NumPy does not have a built-in interpolate method specifically for normalization, but you can simulate it by using the linear space and interpolation functionalities it provides.

Here’s an example:

import numpy as np

arr = np.array([2, 4, 6, 8, 10])
normalized_arr = np.interp(arr, (arr.min(), arr.max()), (0, 1))
print(normalized_arr)

Output:

[0.   0.25 0.5  0.75 1.  ]

This snippet uses NumPy’s interp function to achieve normalization of an array. The interp function takes the array to normalize, a tuple of the original data range, and a tuple defining the range over which to normalize, which in this case is (0, 1).

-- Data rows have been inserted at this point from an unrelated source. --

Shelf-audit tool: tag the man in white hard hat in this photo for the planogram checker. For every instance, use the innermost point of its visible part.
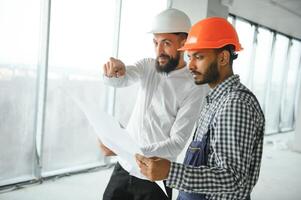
(167, 106)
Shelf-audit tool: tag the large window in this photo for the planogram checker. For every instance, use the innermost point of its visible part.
(290, 87)
(81, 40)
(262, 63)
(269, 66)
(243, 62)
(43, 126)
(275, 84)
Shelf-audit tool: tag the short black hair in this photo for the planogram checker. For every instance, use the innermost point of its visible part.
(231, 49)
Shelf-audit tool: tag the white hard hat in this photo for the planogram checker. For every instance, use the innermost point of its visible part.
(171, 21)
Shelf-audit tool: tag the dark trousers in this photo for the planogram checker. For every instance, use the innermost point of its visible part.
(123, 186)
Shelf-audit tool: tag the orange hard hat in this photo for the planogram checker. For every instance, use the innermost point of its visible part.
(211, 33)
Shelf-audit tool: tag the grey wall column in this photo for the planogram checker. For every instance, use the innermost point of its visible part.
(42, 84)
(296, 146)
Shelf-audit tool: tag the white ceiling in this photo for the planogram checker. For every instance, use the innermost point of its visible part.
(281, 15)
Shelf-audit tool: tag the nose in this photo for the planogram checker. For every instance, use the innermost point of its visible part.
(159, 49)
(191, 64)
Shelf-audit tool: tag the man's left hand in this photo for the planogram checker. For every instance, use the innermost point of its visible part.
(153, 168)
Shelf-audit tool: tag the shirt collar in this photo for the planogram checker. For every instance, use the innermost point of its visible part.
(222, 88)
(175, 72)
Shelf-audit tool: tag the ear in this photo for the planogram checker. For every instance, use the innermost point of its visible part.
(224, 58)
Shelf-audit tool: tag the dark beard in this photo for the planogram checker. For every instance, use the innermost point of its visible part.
(210, 76)
(170, 65)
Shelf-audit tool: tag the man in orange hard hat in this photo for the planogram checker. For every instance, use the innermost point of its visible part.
(223, 160)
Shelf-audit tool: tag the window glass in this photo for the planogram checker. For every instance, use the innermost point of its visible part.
(289, 95)
(19, 39)
(81, 39)
(241, 65)
(261, 64)
(276, 77)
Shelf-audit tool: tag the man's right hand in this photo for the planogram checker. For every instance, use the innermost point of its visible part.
(105, 150)
(114, 68)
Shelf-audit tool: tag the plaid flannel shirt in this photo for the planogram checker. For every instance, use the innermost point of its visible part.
(236, 141)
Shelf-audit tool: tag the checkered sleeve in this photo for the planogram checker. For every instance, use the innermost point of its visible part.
(234, 129)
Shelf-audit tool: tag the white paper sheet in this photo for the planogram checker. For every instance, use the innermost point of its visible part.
(108, 131)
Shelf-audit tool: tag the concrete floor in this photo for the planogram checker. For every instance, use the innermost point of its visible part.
(279, 179)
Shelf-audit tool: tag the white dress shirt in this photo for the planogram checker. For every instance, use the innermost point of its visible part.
(166, 109)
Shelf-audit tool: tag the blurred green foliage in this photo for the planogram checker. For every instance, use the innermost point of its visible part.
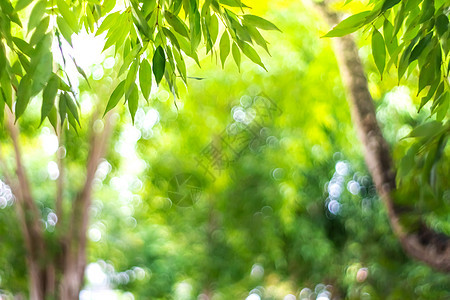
(294, 213)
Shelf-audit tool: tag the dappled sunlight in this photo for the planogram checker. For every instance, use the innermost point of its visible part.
(192, 174)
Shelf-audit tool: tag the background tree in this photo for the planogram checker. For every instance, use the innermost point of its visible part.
(302, 241)
(139, 31)
(417, 238)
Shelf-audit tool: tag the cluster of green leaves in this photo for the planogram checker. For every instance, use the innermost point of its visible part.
(157, 35)
(413, 36)
(150, 36)
(26, 60)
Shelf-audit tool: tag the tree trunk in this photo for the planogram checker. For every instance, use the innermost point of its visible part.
(423, 244)
(50, 275)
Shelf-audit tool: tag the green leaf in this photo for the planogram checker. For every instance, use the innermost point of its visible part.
(129, 59)
(195, 30)
(350, 24)
(65, 29)
(389, 4)
(258, 38)
(67, 14)
(390, 40)
(53, 118)
(233, 3)
(133, 100)
(48, 96)
(426, 76)
(176, 23)
(441, 24)
(159, 64)
(421, 45)
(145, 78)
(21, 4)
(108, 22)
(116, 95)
(259, 22)
(378, 51)
(40, 31)
(23, 96)
(62, 107)
(36, 14)
(252, 54)
(236, 55)
(224, 46)
(424, 130)
(6, 89)
(181, 65)
(2, 110)
(131, 77)
(41, 64)
(72, 107)
(72, 122)
(23, 46)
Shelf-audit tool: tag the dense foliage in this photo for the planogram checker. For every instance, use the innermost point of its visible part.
(249, 184)
(413, 37)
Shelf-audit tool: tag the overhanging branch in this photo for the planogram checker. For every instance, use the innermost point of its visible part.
(424, 244)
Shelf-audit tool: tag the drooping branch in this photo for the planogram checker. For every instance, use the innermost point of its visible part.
(423, 244)
(60, 181)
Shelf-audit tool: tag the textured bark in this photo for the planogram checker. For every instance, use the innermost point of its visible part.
(57, 276)
(423, 244)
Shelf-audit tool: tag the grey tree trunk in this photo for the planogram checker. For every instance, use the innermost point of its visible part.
(423, 243)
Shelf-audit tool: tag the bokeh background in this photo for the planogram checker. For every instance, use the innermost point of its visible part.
(251, 186)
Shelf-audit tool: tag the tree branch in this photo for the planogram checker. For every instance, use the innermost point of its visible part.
(75, 254)
(60, 182)
(29, 215)
(424, 244)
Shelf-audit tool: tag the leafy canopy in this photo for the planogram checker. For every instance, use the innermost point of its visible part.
(153, 37)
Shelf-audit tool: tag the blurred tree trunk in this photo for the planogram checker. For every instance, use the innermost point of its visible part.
(422, 243)
(56, 269)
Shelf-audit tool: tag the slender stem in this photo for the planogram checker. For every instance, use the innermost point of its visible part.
(60, 182)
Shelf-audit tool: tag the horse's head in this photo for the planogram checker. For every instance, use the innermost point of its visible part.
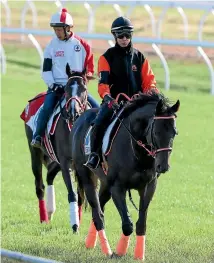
(75, 93)
(153, 127)
(162, 133)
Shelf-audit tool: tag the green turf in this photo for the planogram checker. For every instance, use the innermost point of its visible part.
(180, 221)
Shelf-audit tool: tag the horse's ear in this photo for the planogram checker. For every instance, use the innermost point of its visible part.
(68, 70)
(159, 106)
(84, 71)
(175, 107)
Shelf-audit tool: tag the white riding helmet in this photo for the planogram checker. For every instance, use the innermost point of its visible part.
(62, 19)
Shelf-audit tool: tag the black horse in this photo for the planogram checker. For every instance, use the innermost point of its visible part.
(75, 104)
(139, 154)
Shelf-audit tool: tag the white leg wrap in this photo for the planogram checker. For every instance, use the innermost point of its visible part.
(74, 216)
(51, 202)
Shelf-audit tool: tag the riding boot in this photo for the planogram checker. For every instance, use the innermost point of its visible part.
(98, 130)
(49, 103)
(96, 140)
(40, 129)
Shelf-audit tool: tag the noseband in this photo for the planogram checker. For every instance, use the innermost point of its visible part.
(154, 152)
(82, 106)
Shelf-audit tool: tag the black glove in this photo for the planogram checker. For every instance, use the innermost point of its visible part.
(55, 87)
(112, 104)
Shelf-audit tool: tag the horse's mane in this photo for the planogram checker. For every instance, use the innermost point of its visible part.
(77, 74)
(143, 99)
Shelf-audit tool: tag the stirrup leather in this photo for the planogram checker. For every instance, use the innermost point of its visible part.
(90, 156)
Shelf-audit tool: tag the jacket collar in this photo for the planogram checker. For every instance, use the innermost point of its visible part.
(125, 50)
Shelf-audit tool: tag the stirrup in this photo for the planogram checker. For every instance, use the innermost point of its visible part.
(37, 142)
(91, 166)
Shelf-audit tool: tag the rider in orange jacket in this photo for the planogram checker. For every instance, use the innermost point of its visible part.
(121, 69)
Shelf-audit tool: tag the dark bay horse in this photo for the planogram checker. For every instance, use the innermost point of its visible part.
(75, 104)
(139, 154)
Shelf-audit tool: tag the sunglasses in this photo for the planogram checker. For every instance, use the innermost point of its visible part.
(126, 35)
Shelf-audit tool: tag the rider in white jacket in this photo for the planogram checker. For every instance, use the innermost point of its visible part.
(65, 48)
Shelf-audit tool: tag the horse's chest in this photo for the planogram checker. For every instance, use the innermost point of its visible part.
(139, 179)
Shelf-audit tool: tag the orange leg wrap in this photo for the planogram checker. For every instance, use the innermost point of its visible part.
(139, 252)
(91, 239)
(122, 245)
(104, 243)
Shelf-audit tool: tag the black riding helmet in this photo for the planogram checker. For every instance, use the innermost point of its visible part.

The normalized array has its elements linearly rescaled within the new range.

Method 3: Division by L1 Norm

Normalizing an array by its L1 norm scales the array so that the sum of the absolute values of its components is 1. This form of normalization is not strictly scaling between 0 and 1 but provides a proportional scaling that maintains the array’s spatial representation.

Here’s an example:

import numpy as np

arr = np.array([2, 4, 6, 8, 10])
l1_norm = np.sum(np.abs(arr))
normalized_arr = arr / l1_norm
print(normalized_arr)

Output:

[0.06666667 0.13333333 0.2        0.26666667 0.33333333]

Here we calculate the L1 norm (or Manhattan norm) which is the sum of the absolute values of the array. Each element of the array is then divided by this L1 norm, resulting in a normalized array.

Method 4: Division by L2 Norm

Normalizing an array by its L2 norm (also known as the Euclidean norm) scales the array elements so that the square root of the sum of the squares is 1. This type of normalization is popular in vector space models in machine learning and maintains the direction of the original array.

Here’s an example:

import numpy as np

arr = np.array([2, 4, 6, 8, 10])
l2_norm = np.sqrt(np.sum(np.square(arr)))
normalized_arr = arr / l2_norm
print(normalized_arr)

Output:

[0.10910895 0.21821789 0.32732684 0.43643578 0.54554473]

In this code, the L2 norm is computed by summing the squares of the array elements, taking the square root of this sum, and then dividing each element by the result. The normalized array maintains its original direction but the norm of the vector becomes 1.

Bonus One-Liner Method 5: Using NumPy’s ptp Function

Utilizing NumPy’s ptp function lets you compact normalizing into a one-liner. ptp stands for “peak-to-peak”, and it returns the range of values along an axis, which can be used to normalize the array.

Here’s an example:

import numpy as np

arr = np.array([2, 4, 6, 8, 10])
normalized_arr = (arr - arr.min()) / np.ptp(arr)
print(normalized_arr)

Output:

[0.   0.25 0.5  0.75 1.  ]

This snippet shows a concise way to normalize an array. The ptp function finds the range (max – min) of the array, which is used in the denominator to scale the elements after the minimum value has been subtracted from them.

Summary/Discussion

  • Method 1: Min-Max Scaling. Simple concept and widely used. Might not handle outliers well.
  • Method 2: NumPy interpolate Method. Very concise. Less transparent than method 1 for those unfamiliar with interpolation functions.
  • Method 3: Division by L1 Norm. Useful when the sum of values is relevant. Does not scale into 0-1 range explicitly.
  • Method 4: Division by L2 Norm. Preserves vector direction. Does not scale into 0-1 range explicitly. Assumes importance of Euclidean norm.
  • Method 5: Using NumPy’s ptp Function. Extremely concise. Essentially equivalent to Min-Max Scaling but uses a built-in function for the range of values.